Mais à esquerda lá está a resposta irónica às acusações de politização. É um conjunto de cartazes. No topo, um pergunta: "San Carlos Borromeo, Iglesia roja?" A frase está num rectângulo, onde está a figura clássica de uma igreja a vermelho. Em cinco cartazes, cinco respostas coloridas. As igrejas a amarelo, laranja, azul, verde e castanho. Se quisermos, a tradução gráfica da frase de Jesus na parede exterior: "A minha casa será casa de oração para todos os povos."

Não é retórica. Três vezes por semana, emigrantes em busca de emprego recorrem aos serviços de inserção laboral da paróquia. Na quarta-feira lá estava uma brasileira, dois venezuelanos e uma mulher marroquina. Outros, de fora e espanhóis, procuram os advogados ou psicólogos.
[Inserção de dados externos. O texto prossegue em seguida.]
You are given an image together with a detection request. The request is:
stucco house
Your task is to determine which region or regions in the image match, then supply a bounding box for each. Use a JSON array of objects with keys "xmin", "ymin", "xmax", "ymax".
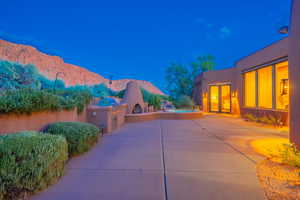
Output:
[{"xmin": 194, "ymin": 0, "xmax": 300, "ymax": 146}]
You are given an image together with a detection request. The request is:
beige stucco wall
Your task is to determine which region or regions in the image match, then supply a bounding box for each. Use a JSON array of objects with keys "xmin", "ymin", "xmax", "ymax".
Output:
[
  {"xmin": 87, "ymin": 104, "xmax": 127, "ymax": 133},
  {"xmin": 193, "ymin": 30, "xmax": 290, "ymax": 117},
  {"xmin": 289, "ymin": 0, "xmax": 300, "ymax": 148}
]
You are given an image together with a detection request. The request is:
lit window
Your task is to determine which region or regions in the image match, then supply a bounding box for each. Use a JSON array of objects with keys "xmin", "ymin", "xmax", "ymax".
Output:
[
  {"xmin": 258, "ymin": 66, "xmax": 273, "ymax": 108},
  {"xmin": 244, "ymin": 71, "xmax": 256, "ymax": 107},
  {"xmin": 276, "ymin": 61, "xmax": 289, "ymax": 110},
  {"xmin": 210, "ymin": 86, "xmax": 219, "ymax": 112}
]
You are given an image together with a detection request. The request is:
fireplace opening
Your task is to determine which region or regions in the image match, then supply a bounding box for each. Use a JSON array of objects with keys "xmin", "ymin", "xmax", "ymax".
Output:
[{"xmin": 132, "ymin": 104, "xmax": 143, "ymax": 114}]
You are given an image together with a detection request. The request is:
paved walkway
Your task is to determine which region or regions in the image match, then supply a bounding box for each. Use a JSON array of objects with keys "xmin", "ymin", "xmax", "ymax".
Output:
[{"xmin": 32, "ymin": 116, "xmax": 284, "ymax": 200}]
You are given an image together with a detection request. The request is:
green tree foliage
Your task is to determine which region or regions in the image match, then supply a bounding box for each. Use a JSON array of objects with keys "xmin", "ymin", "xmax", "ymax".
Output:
[
  {"xmin": 0, "ymin": 88, "xmax": 92, "ymax": 114},
  {"xmin": 91, "ymin": 83, "xmax": 115, "ymax": 98},
  {"xmin": 173, "ymin": 95, "xmax": 195, "ymax": 108},
  {"xmin": 141, "ymin": 88, "xmax": 168, "ymax": 109},
  {"xmin": 165, "ymin": 55, "xmax": 215, "ymax": 99}
]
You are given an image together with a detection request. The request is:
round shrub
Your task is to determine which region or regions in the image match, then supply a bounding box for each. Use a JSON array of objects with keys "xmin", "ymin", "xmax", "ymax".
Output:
[
  {"xmin": 0, "ymin": 132, "xmax": 68, "ymax": 200},
  {"xmin": 46, "ymin": 122, "xmax": 100, "ymax": 156},
  {"xmin": 174, "ymin": 95, "xmax": 195, "ymax": 108}
]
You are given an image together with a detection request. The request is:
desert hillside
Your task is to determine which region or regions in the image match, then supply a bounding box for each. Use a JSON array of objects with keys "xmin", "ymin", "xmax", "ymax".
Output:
[{"xmin": 0, "ymin": 40, "xmax": 163, "ymax": 94}]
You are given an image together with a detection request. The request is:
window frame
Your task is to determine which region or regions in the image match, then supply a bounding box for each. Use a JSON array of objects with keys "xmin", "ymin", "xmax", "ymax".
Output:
[{"xmin": 241, "ymin": 57, "xmax": 289, "ymax": 112}]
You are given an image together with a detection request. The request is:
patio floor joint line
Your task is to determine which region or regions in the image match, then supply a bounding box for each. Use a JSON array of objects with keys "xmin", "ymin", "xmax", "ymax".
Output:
[
  {"xmin": 159, "ymin": 120, "xmax": 168, "ymax": 200},
  {"xmin": 193, "ymin": 120, "xmax": 257, "ymax": 164}
]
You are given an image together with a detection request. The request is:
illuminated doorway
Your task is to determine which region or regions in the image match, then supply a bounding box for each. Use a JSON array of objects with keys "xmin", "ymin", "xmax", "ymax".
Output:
[{"xmin": 209, "ymin": 84, "xmax": 231, "ymax": 113}]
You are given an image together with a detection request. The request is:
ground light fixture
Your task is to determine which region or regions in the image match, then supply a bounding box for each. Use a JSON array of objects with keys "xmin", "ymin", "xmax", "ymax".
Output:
[
  {"xmin": 278, "ymin": 26, "xmax": 289, "ymax": 34},
  {"xmin": 280, "ymin": 79, "xmax": 289, "ymax": 96}
]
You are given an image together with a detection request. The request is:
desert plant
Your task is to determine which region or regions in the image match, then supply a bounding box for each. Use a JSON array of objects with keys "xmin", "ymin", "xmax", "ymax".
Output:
[
  {"xmin": 243, "ymin": 113, "xmax": 258, "ymax": 122},
  {"xmin": 0, "ymin": 88, "xmax": 92, "ymax": 114},
  {"xmin": 0, "ymin": 88, "xmax": 61, "ymax": 114},
  {"xmin": 46, "ymin": 122, "xmax": 100, "ymax": 156},
  {"xmin": 279, "ymin": 144, "xmax": 300, "ymax": 167},
  {"xmin": 0, "ymin": 132, "xmax": 68, "ymax": 200}
]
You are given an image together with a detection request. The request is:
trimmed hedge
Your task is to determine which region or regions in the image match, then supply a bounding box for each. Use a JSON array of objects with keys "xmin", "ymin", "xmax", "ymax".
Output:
[
  {"xmin": 46, "ymin": 122, "xmax": 100, "ymax": 156},
  {"xmin": 0, "ymin": 132, "xmax": 68, "ymax": 200}
]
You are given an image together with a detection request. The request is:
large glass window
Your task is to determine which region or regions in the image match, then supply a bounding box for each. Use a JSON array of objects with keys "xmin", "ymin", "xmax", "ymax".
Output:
[
  {"xmin": 275, "ymin": 61, "xmax": 289, "ymax": 110},
  {"xmin": 257, "ymin": 66, "xmax": 273, "ymax": 108},
  {"xmin": 244, "ymin": 71, "xmax": 256, "ymax": 107},
  {"xmin": 210, "ymin": 86, "xmax": 219, "ymax": 112}
]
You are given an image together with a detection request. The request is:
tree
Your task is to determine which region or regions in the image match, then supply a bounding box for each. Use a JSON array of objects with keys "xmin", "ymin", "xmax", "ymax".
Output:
[
  {"xmin": 165, "ymin": 63, "xmax": 192, "ymax": 98},
  {"xmin": 165, "ymin": 55, "xmax": 215, "ymax": 99}
]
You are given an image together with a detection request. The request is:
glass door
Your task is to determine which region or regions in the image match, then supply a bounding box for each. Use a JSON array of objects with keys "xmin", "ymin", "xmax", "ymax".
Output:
[
  {"xmin": 209, "ymin": 85, "xmax": 231, "ymax": 113},
  {"xmin": 220, "ymin": 85, "xmax": 231, "ymax": 113},
  {"xmin": 209, "ymin": 85, "xmax": 220, "ymax": 112}
]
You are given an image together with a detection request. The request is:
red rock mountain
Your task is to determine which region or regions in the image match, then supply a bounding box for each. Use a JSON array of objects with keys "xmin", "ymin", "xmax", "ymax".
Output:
[{"xmin": 0, "ymin": 40, "xmax": 163, "ymax": 94}]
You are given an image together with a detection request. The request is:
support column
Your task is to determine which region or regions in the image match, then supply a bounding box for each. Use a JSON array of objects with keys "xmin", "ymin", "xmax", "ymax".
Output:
[{"xmin": 289, "ymin": 0, "xmax": 300, "ymax": 148}]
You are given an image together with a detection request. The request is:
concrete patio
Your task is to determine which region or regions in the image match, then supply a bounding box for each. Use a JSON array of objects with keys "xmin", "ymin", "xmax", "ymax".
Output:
[{"xmin": 31, "ymin": 115, "xmax": 287, "ymax": 200}]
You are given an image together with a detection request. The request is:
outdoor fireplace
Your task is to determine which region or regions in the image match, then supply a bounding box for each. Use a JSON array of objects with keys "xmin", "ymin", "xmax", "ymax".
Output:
[{"xmin": 122, "ymin": 81, "xmax": 145, "ymax": 114}]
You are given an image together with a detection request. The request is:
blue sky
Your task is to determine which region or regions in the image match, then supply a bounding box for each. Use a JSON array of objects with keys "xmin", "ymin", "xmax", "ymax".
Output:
[{"xmin": 0, "ymin": 0, "xmax": 291, "ymax": 89}]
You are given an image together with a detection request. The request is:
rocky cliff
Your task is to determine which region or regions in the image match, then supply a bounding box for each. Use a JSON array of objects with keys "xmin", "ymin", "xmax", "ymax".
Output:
[{"xmin": 0, "ymin": 39, "xmax": 163, "ymax": 94}]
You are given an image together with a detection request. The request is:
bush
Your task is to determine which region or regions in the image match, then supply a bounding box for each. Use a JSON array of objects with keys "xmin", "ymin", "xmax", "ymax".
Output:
[
  {"xmin": 0, "ymin": 132, "xmax": 68, "ymax": 200},
  {"xmin": 174, "ymin": 95, "xmax": 195, "ymax": 108},
  {"xmin": 141, "ymin": 88, "xmax": 168, "ymax": 109},
  {"xmin": 0, "ymin": 89, "xmax": 61, "ymax": 114},
  {"xmin": 46, "ymin": 122, "xmax": 100, "ymax": 156}
]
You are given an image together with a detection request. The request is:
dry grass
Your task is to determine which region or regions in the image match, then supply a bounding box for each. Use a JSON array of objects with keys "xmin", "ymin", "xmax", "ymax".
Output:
[{"xmin": 251, "ymin": 138, "xmax": 300, "ymax": 167}]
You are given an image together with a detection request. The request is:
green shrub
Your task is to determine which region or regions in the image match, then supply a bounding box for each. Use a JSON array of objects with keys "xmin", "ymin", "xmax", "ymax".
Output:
[
  {"xmin": 0, "ymin": 88, "xmax": 92, "ymax": 114},
  {"xmin": 0, "ymin": 132, "xmax": 68, "ymax": 200},
  {"xmin": 0, "ymin": 88, "xmax": 61, "ymax": 114},
  {"xmin": 0, "ymin": 60, "xmax": 65, "ymax": 90},
  {"xmin": 46, "ymin": 122, "xmax": 100, "ymax": 156}
]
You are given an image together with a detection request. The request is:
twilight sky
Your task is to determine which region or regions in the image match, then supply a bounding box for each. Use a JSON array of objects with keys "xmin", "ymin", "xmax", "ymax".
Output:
[{"xmin": 0, "ymin": 0, "xmax": 291, "ymax": 89}]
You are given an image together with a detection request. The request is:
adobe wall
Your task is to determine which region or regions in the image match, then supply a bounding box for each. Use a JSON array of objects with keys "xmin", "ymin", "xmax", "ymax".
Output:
[
  {"xmin": 289, "ymin": 0, "xmax": 300, "ymax": 148},
  {"xmin": 0, "ymin": 109, "xmax": 86, "ymax": 134},
  {"xmin": 87, "ymin": 104, "xmax": 127, "ymax": 133},
  {"xmin": 125, "ymin": 112, "xmax": 203, "ymax": 123},
  {"xmin": 194, "ymin": 38, "xmax": 290, "ymax": 117},
  {"xmin": 236, "ymin": 38, "xmax": 289, "ymax": 109},
  {"xmin": 193, "ymin": 68, "xmax": 239, "ymax": 114}
]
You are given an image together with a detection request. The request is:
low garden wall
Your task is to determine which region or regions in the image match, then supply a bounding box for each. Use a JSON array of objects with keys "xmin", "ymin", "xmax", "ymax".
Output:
[
  {"xmin": 0, "ymin": 109, "xmax": 86, "ymax": 134},
  {"xmin": 241, "ymin": 108, "xmax": 289, "ymax": 126},
  {"xmin": 125, "ymin": 112, "xmax": 203, "ymax": 123}
]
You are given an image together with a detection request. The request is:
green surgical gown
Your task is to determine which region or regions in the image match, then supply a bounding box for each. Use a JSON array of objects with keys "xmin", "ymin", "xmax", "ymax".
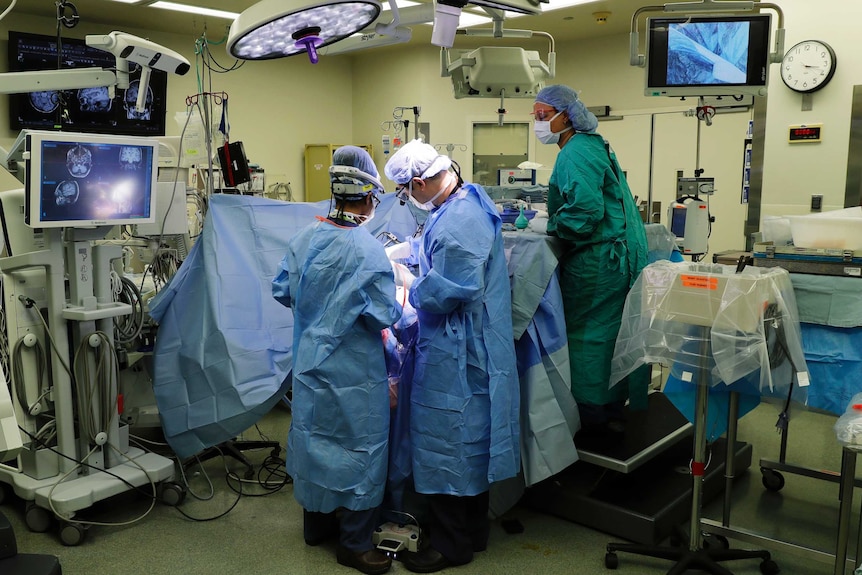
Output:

"Aqui não há apenas religião, o que importa são as pessoas", diz um paroquiano. É então que Sara não contém a revolta. "Aqui há rapazes em casa dos padres, na do novo [Javi Baez] morreram 32 com sida e andam os bispos para aí a dizer que não acompanham os doentes." São palavras de indignação. "Criticam-nos porque na missa há pão em vez de hóstias e os padres estão sem paramentos e vestem jeans, como se isso fosse importante. Queriam que fossem em cuecas?" Depois, mais calma, com um sorriso meio resignado, proclama: "Somos bem-aventurados porque vivemos os Evangelhos."